This past week, after setting our little ones up at camp, Marisol and I departed for our traditional wedding anniversary bike trip.  We chose the Catalonia area of Spain, which is known for its great beauty, challenging terrain, and terrific food and wine.  After Day 1 we’re not at all disappointed.  Our group’s guide is a native Catalonian, and before dinner he reviewed for our group the current conflict regarding Catalonia’s desire to secede from Spain.  He caught us up on the history of Catalonia, which was in fact a separate nation until the 1700’s, and continues with its own language and rich culture to this day, even as its citizens submit taxes to, and are under the governance of the Spanish governmental authority.


As I listened to our guide, and the lively debate among our group that followed, I began to reflect upon the U.S.  What I came away feeling, more than ever, was how wrong a far-reaching Federalist approach to governing was.  Even from the outset of the U.S., the founding fathers had no intention of a central federal government providing much more than protection to its citizens, instead relying on the state governments to handle most of what needed to be handled for their daily lives.  This makes so much more sense for so many reasons that I feel its almost silly for me to have to recount them here.  I suppose accountability is about all that one really needs to say, and maybe also an enhanced capacity for empathy.

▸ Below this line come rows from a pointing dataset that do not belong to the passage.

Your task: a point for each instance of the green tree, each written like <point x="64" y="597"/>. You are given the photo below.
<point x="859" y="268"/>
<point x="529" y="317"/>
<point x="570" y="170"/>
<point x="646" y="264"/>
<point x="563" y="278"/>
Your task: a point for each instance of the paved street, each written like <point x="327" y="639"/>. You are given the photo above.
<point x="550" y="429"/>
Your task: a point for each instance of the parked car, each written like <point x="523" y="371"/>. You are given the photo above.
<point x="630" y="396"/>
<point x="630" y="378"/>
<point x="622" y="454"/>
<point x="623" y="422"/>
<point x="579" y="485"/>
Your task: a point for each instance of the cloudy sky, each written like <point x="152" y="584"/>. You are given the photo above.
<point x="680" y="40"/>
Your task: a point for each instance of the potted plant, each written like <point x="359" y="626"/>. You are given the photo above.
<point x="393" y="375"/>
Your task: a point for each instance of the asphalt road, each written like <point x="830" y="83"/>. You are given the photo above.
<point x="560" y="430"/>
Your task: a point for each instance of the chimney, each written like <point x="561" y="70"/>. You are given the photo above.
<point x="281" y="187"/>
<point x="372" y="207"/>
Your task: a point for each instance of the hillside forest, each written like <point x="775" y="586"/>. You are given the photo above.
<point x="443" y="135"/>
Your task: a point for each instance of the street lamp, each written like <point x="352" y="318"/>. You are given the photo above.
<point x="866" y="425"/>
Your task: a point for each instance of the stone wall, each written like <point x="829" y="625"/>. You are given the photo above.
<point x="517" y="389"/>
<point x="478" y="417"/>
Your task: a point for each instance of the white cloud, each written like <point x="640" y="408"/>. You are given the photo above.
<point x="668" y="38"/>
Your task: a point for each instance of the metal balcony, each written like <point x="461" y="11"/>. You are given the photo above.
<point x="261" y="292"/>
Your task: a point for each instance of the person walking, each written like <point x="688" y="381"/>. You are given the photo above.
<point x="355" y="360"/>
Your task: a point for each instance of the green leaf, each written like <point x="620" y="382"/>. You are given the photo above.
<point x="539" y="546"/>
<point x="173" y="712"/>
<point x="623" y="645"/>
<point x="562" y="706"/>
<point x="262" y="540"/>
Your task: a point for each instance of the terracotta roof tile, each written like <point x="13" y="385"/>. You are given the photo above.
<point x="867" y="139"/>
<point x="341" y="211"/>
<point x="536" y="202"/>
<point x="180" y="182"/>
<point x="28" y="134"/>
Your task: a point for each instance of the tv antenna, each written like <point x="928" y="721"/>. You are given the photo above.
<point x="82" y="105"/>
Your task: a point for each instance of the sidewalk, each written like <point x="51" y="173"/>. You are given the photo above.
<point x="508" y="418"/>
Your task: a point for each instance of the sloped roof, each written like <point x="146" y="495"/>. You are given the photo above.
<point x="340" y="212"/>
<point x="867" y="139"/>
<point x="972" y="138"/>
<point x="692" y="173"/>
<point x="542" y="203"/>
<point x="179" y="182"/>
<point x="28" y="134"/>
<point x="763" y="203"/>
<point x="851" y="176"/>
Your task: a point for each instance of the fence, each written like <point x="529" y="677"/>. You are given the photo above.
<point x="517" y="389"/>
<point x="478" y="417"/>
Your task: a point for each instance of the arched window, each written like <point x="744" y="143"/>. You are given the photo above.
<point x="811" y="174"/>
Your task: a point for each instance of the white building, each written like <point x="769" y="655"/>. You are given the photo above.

Well, in the spirit of the July 4th Independence Day it is my great wish that the expansionist federal government that we’ve witnessed for at least the past five and half years will be reversed in due course.  I am certain that this will go a very long way to reducing our nation’s deficit and will bring improved services to our citizens.  And for my new Catalonian friends, I hope that they too can at the very least benefit from less control from Madrid and have more self-government in their region.